As of February 27th, 7,690 people have now been tested for the virus in the UK, with 7,675 confirmed negative and 15 people positive.
The government has now updated its COVID-19 infection prevention and control guidance, which could prove particularly useful for any organisations looking to review their risk assessments, health and safety procedures and best practice guidelines for incidents of this kind.
The virus itself is mainly transmitted by respiratory droplets or either direct or indirect contact with infected secretions, although they have also been detected in urine, faeces and blood. Airborne transmission is also possible through aerosolised respiratory secretions and faecal matter.
Investing in the appropriate personal protective equipment and maintaining good prevention and control precautions are advisable and effective at minimising the risks, but note that these can never be eliminated entirely.
In the current absence of a vaccine or effective drugs, the control of coronavirus relies on quick identification, proper risk assessment, the management and isolation of potential cases, and the investigation and follow-up of close contacts to minimise the chances of onward transmission.
Specific infection control measures should include standard precautions such as careful attention to hand hygiene. Employees should also be encouraged to cover their nose and mouth with a disposable tissue when coughing, sneezing, wiping or blowing their nose.
Hands should be cleaned after using tissues, coughing or sneezing. Soap and water should be used to wash hands, or an alcohol rub instead if hands are visibly clean.

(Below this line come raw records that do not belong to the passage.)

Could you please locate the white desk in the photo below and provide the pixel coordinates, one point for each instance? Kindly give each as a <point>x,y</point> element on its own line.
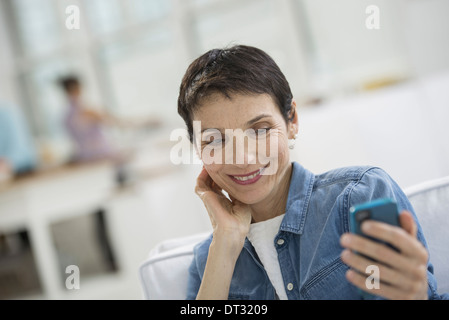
<point>36,201</point>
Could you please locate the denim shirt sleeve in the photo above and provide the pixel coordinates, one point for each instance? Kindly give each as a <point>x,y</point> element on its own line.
<point>196,269</point>
<point>193,282</point>
<point>375,184</point>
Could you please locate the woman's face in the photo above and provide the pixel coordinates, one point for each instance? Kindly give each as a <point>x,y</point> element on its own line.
<point>244,144</point>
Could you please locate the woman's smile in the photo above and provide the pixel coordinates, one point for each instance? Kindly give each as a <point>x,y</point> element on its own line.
<point>249,178</point>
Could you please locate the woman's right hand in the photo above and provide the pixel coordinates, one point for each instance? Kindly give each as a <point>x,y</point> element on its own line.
<point>230,219</point>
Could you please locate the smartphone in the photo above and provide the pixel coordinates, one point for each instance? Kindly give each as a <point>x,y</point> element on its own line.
<point>383,210</point>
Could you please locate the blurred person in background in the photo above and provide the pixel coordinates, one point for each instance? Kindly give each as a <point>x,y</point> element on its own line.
<point>86,126</point>
<point>17,152</point>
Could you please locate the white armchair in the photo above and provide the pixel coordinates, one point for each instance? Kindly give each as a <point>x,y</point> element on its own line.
<point>164,275</point>
<point>431,203</point>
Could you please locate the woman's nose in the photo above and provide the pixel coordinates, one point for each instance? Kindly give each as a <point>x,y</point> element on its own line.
<point>242,152</point>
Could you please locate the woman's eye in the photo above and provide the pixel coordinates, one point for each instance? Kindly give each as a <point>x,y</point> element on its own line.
<point>259,132</point>
<point>215,142</point>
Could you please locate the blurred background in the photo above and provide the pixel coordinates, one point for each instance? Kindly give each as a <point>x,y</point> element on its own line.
<point>372,85</point>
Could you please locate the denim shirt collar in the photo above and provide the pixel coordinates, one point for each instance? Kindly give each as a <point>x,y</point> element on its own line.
<point>300,191</point>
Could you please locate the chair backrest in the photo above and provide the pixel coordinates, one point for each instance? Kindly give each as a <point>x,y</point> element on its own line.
<point>164,274</point>
<point>431,203</point>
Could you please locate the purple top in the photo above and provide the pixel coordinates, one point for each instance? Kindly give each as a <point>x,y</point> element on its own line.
<point>87,135</point>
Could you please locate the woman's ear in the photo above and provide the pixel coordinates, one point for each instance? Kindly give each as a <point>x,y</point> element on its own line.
<point>293,121</point>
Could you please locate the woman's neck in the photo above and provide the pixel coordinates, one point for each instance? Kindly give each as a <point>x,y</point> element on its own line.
<point>274,205</point>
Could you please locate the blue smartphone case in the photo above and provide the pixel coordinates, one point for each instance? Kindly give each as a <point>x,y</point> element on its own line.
<point>383,210</point>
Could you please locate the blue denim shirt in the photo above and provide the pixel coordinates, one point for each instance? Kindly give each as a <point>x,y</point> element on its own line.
<point>317,215</point>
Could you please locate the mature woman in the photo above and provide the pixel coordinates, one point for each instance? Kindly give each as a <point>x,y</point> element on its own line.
<point>281,232</point>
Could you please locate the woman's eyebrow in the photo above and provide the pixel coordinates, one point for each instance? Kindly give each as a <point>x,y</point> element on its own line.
<point>249,123</point>
<point>254,120</point>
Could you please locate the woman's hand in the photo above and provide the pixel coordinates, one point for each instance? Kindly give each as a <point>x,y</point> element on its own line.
<point>230,221</point>
<point>229,218</point>
<point>403,274</point>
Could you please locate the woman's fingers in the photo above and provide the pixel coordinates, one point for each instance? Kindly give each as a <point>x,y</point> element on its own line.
<point>403,273</point>
<point>404,239</point>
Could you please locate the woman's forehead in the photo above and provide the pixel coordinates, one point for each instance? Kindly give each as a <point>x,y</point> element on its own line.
<point>238,108</point>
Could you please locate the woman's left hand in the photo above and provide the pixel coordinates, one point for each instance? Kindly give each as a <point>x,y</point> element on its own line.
<point>403,274</point>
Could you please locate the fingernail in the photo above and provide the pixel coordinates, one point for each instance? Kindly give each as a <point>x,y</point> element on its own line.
<point>366,226</point>
<point>345,239</point>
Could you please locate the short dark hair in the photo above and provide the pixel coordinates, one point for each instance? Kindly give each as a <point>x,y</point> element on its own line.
<point>238,69</point>
<point>68,82</point>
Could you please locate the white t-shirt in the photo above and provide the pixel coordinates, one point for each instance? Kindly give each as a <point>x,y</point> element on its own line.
<point>261,235</point>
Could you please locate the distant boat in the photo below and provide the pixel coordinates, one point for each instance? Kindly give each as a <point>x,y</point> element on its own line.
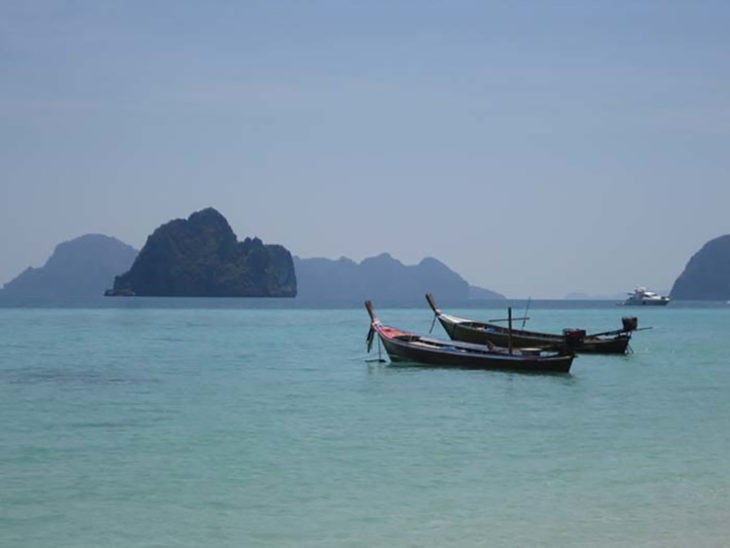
<point>641,296</point>
<point>406,347</point>
<point>463,329</point>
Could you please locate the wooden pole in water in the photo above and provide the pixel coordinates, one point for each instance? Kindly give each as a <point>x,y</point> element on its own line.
<point>509,319</point>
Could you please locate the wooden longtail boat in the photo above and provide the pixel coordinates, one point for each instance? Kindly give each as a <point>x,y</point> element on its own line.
<point>406,347</point>
<point>608,342</point>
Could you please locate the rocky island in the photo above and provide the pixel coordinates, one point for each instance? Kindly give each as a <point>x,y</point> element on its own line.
<point>82,267</point>
<point>201,257</point>
<point>707,274</point>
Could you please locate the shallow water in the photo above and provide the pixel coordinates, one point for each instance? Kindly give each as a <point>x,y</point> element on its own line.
<point>218,425</point>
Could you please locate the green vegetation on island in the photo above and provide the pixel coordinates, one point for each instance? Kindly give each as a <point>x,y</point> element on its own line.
<point>201,257</point>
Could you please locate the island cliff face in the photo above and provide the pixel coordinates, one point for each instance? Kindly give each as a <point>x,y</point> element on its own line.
<point>707,274</point>
<point>201,257</point>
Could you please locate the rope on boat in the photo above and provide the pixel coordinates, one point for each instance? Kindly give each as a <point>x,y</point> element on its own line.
<point>433,323</point>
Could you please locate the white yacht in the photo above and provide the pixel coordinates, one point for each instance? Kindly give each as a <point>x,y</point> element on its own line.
<point>642,296</point>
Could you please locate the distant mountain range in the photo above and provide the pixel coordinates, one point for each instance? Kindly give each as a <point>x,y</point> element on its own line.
<point>89,265</point>
<point>383,279</point>
<point>201,257</point>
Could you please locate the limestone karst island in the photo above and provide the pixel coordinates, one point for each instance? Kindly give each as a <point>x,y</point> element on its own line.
<point>201,257</point>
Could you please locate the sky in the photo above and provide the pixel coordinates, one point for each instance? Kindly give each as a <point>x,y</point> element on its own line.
<point>537,148</point>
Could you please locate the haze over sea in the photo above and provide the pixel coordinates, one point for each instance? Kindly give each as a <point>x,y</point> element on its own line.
<point>177,422</point>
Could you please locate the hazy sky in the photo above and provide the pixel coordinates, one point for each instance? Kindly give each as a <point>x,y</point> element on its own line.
<point>536,148</point>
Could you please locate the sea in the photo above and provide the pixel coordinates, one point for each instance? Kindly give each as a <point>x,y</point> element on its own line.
<point>248,423</point>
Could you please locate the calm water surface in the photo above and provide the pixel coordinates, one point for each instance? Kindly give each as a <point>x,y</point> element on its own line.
<point>225,426</point>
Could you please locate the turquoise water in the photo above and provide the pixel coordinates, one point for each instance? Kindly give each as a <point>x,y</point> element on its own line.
<point>226,426</point>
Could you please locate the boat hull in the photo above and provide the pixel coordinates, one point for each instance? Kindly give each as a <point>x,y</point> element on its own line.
<point>463,358</point>
<point>487,333</point>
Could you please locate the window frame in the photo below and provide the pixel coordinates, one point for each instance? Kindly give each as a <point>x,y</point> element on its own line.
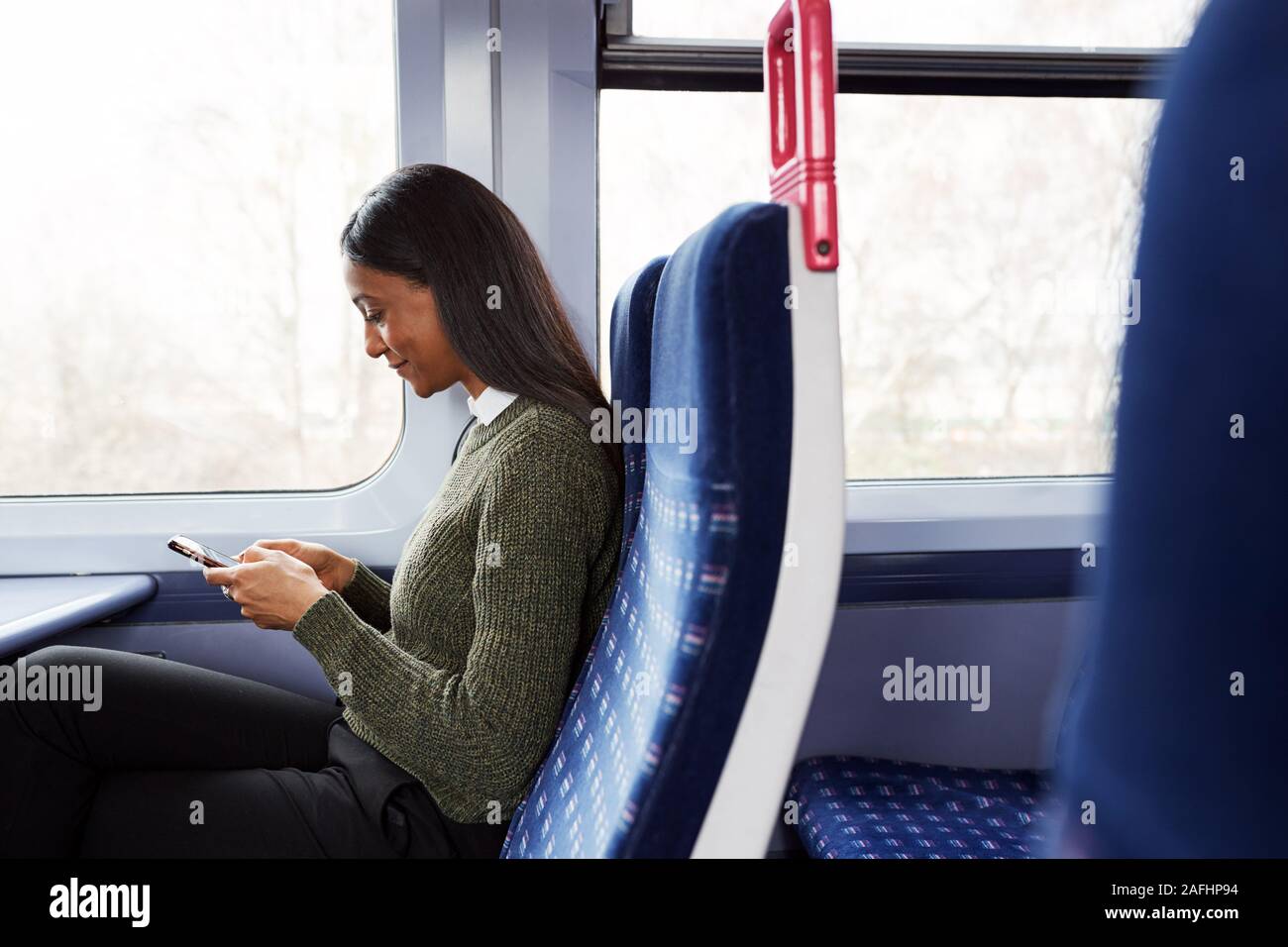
<point>445,78</point>
<point>919,515</point>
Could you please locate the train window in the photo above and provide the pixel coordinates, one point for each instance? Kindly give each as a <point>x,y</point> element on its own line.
<point>1111,24</point>
<point>174,189</point>
<point>987,240</point>
<point>986,247</point>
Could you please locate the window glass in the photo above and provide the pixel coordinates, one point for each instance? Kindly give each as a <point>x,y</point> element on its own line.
<point>987,247</point>
<point>1083,24</point>
<point>174,180</point>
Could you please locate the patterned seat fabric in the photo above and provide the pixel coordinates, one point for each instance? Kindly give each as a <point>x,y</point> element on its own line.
<point>648,725</point>
<point>855,806</point>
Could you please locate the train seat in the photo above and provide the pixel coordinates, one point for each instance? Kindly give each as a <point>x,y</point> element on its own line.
<point>857,806</point>
<point>682,728</point>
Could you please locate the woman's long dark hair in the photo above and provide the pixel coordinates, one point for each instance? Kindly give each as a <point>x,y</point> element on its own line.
<point>442,230</point>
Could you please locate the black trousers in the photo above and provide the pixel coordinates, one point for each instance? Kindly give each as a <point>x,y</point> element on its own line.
<point>185,762</point>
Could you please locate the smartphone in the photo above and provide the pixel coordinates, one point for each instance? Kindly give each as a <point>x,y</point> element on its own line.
<point>201,553</point>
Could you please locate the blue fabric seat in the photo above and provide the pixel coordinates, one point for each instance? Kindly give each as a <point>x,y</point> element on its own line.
<point>630,354</point>
<point>1175,741</point>
<point>855,806</point>
<point>647,729</point>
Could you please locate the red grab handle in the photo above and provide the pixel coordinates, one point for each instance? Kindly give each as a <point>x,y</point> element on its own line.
<point>800,81</point>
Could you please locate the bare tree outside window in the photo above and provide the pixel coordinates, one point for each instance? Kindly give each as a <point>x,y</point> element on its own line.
<point>987,244</point>
<point>175,178</point>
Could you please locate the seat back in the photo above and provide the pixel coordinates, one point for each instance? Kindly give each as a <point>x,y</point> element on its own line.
<point>1176,733</point>
<point>631,341</point>
<point>682,729</point>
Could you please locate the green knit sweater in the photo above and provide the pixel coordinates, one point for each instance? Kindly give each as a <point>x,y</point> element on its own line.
<point>460,669</point>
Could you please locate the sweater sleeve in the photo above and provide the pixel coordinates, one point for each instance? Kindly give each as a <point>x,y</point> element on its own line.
<point>481,733</point>
<point>368,594</point>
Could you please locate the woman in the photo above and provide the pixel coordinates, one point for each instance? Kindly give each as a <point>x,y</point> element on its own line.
<point>452,678</point>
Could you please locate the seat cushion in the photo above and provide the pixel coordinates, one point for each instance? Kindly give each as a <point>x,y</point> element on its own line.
<point>857,806</point>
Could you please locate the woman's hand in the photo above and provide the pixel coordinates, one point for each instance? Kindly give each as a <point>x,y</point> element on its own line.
<point>333,570</point>
<point>271,587</point>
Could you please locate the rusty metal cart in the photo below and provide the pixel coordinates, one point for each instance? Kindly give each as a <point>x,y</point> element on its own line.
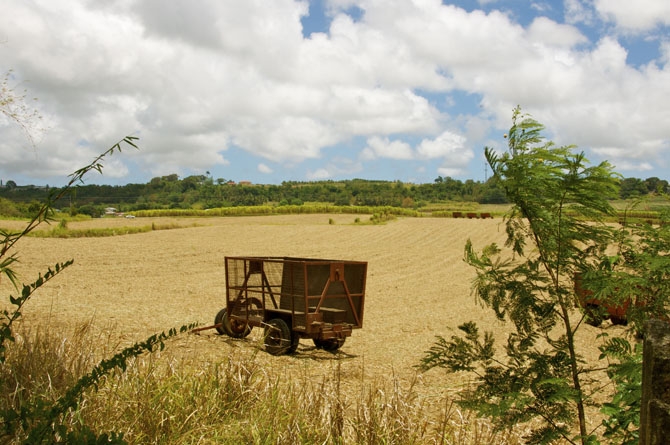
<point>293,298</point>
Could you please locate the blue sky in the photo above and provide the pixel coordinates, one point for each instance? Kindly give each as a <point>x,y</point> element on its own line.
<point>330,89</point>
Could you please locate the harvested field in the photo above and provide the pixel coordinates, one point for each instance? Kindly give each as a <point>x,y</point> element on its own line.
<point>135,285</point>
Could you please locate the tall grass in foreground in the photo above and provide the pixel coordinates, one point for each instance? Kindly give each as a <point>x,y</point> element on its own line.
<point>163,400</point>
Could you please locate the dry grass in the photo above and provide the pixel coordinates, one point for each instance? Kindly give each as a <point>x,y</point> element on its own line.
<point>128,287</point>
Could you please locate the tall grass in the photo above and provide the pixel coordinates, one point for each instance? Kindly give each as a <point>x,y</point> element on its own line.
<point>63,231</point>
<point>162,399</point>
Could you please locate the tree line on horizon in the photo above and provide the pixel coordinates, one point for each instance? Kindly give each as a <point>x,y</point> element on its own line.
<point>203,191</point>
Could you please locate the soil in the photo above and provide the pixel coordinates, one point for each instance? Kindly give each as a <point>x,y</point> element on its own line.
<point>418,286</point>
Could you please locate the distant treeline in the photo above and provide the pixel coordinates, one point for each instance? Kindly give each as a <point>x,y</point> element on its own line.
<point>203,192</point>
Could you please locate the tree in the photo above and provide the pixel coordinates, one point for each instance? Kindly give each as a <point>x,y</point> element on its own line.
<point>554,229</point>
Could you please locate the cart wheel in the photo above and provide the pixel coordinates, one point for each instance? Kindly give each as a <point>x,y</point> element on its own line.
<point>331,344</point>
<point>278,338</point>
<point>232,328</point>
<point>295,341</point>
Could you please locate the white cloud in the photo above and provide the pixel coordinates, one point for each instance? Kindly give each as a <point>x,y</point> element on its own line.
<point>193,80</point>
<point>318,174</point>
<point>445,145</point>
<point>636,16</point>
<point>264,168</point>
<point>385,148</point>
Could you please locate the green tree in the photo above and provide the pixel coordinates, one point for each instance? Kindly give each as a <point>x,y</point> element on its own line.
<point>555,228</point>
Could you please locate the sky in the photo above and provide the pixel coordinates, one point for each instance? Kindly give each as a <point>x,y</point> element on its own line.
<point>285,90</point>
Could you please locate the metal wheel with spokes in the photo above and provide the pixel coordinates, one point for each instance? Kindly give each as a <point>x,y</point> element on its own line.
<point>278,338</point>
<point>231,327</point>
<point>331,344</point>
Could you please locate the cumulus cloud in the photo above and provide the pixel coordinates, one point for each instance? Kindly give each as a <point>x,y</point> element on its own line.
<point>205,84</point>
<point>638,16</point>
<point>264,168</point>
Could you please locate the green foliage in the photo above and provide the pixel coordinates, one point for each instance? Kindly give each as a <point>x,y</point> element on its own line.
<point>39,420</point>
<point>554,227</point>
<point>625,370</point>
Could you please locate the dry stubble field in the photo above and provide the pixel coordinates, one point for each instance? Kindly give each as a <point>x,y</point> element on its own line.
<point>132,286</point>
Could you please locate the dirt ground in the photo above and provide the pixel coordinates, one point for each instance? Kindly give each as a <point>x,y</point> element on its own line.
<point>135,285</point>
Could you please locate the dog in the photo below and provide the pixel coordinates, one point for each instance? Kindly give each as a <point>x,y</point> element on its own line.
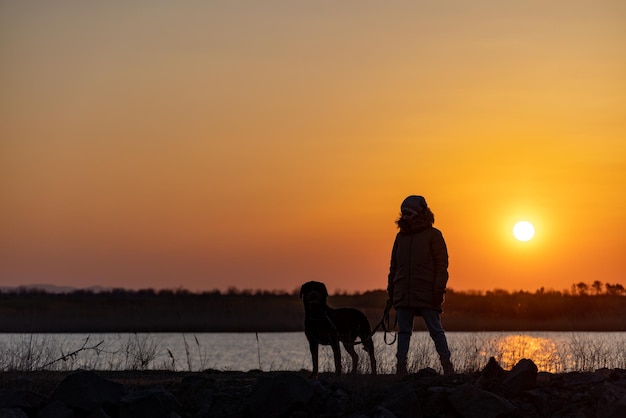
<point>328,326</point>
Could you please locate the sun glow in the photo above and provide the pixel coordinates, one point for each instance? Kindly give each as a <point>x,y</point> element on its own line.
<point>523,230</point>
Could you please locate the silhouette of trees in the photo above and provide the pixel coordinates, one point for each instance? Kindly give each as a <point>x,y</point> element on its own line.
<point>595,306</point>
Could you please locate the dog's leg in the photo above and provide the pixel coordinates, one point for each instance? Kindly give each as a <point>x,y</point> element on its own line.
<point>368,345</point>
<point>355,357</point>
<point>313,346</point>
<point>337,354</point>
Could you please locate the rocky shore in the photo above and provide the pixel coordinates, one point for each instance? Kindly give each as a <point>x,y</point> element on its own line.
<point>493,392</point>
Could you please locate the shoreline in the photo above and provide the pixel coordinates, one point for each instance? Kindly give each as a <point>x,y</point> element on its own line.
<point>521,391</point>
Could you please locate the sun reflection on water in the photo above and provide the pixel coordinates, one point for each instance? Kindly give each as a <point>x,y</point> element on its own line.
<point>542,351</point>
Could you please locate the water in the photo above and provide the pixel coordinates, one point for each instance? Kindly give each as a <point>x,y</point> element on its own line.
<point>552,351</point>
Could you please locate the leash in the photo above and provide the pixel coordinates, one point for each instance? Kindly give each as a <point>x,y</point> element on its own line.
<point>386,328</point>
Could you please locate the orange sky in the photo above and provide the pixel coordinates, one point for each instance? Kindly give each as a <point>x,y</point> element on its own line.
<point>259,145</point>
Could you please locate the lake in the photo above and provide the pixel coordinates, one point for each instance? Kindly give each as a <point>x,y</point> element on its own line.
<point>554,352</point>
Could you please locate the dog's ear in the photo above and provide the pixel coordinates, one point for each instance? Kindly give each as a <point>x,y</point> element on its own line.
<point>303,289</point>
<point>325,291</point>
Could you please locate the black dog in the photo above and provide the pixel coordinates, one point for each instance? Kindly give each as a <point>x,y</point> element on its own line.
<point>328,326</point>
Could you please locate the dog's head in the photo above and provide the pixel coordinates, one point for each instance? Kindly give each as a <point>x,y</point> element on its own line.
<point>314,295</point>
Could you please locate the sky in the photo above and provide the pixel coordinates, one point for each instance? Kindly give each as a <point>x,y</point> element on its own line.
<point>258,145</point>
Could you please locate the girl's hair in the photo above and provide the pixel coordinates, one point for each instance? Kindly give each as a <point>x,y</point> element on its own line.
<point>420,220</point>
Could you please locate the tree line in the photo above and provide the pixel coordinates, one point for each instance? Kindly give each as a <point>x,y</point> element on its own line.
<point>591,307</point>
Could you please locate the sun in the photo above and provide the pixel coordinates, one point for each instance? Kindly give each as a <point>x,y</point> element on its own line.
<point>523,230</point>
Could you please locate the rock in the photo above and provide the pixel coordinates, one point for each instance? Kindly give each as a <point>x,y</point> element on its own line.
<point>522,377</point>
<point>153,402</point>
<point>98,413</point>
<point>86,391</point>
<point>337,402</point>
<point>12,413</point>
<point>56,409</point>
<point>24,399</point>
<point>402,401</point>
<point>583,379</point>
<point>471,402</point>
<point>491,376</point>
<point>277,395</point>
<point>612,401</point>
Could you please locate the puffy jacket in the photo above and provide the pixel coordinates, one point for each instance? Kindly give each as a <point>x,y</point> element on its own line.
<point>418,271</point>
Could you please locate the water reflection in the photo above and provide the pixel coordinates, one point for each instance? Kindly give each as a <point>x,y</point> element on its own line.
<point>542,351</point>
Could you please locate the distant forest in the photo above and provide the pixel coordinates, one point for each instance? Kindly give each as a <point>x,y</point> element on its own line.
<point>585,307</point>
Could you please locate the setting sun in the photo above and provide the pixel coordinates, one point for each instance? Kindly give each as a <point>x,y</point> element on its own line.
<point>523,231</point>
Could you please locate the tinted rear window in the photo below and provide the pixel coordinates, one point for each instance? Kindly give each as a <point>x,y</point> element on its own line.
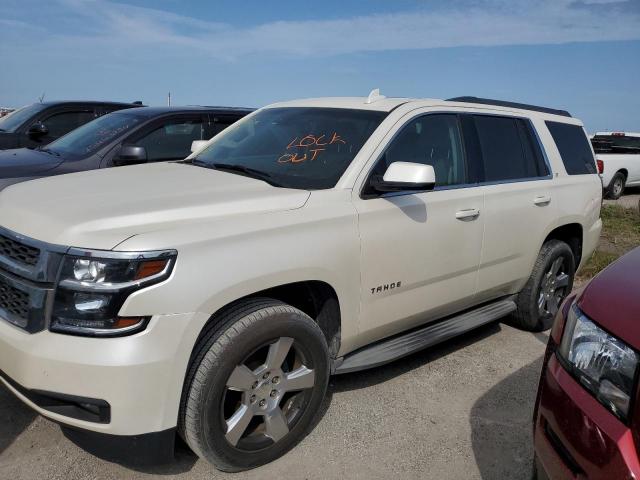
<point>508,149</point>
<point>616,144</point>
<point>573,146</point>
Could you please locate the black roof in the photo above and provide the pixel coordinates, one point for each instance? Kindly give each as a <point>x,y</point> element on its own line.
<point>90,102</point>
<point>156,111</point>
<point>502,103</point>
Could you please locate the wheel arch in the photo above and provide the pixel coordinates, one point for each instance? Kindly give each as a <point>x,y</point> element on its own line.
<point>316,298</point>
<point>573,235</point>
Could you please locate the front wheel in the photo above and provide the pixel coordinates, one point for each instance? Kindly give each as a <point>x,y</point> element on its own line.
<point>550,282</point>
<point>255,385</point>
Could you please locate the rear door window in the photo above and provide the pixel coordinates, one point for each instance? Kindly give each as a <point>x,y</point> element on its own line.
<point>509,149</point>
<point>574,148</point>
<point>172,139</point>
<point>616,143</point>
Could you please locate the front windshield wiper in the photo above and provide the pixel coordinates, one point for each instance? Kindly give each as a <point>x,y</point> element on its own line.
<point>235,168</point>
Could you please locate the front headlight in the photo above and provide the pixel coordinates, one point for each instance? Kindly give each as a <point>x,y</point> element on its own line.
<point>603,364</point>
<point>93,286</point>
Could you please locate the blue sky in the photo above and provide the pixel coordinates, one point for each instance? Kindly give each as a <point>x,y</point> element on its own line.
<point>582,55</point>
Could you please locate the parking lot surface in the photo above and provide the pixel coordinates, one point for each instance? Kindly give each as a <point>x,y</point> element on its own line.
<point>460,410</point>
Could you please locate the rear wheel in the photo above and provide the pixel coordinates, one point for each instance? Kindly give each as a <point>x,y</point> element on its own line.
<point>550,282</point>
<point>255,385</point>
<point>616,187</point>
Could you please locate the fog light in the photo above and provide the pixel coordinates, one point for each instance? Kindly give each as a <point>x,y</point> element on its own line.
<point>86,302</point>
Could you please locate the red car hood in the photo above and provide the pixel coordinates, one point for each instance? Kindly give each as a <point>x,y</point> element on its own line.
<point>612,299</point>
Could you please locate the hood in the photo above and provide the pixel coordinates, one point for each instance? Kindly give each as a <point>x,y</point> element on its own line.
<point>612,300</point>
<point>22,162</point>
<point>99,209</point>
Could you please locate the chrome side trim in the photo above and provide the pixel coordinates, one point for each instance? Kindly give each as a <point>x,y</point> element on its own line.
<point>405,344</point>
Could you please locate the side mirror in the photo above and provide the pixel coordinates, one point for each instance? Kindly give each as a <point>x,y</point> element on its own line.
<point>406,176</point>
<point>37,130</point>
<point>130,155</point>
<point>198,145</point>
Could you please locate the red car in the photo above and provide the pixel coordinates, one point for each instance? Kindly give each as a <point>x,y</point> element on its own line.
<point>587,414</point>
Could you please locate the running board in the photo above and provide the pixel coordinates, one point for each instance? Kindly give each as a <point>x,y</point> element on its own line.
<point>397,347</point>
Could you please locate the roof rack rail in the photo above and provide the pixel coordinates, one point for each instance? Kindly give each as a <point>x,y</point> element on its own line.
<point>502,103</point>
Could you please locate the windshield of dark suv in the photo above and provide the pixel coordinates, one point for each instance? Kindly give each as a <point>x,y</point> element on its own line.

As and when further cases of coronavirus are confirmed in the UK, the chief medical officer will announce it as soon as possible.
Anyone returning from travel in places like the Hubei province in China, Iran, northern Italy, South Korea, Hong Kong, Japan, Macau, mainland China, Singapore, Thailand or Taiwan in the last two weeks and who is experiencing symptoms like a cough, high temperature or shortness of breath (even if mild) should call NHS 111, stay indoors and avoid contact with other people.
You are being advised not to go to your GP surgery, pharmacy or your local hospital. You may find you have to self-isolate yourself to stop the spread of the virus and protect others around you.
Remain in your home, do not go to work, school or public areas and don’t use public transport or taxis until you’ve been informed that it is safe for you to do so.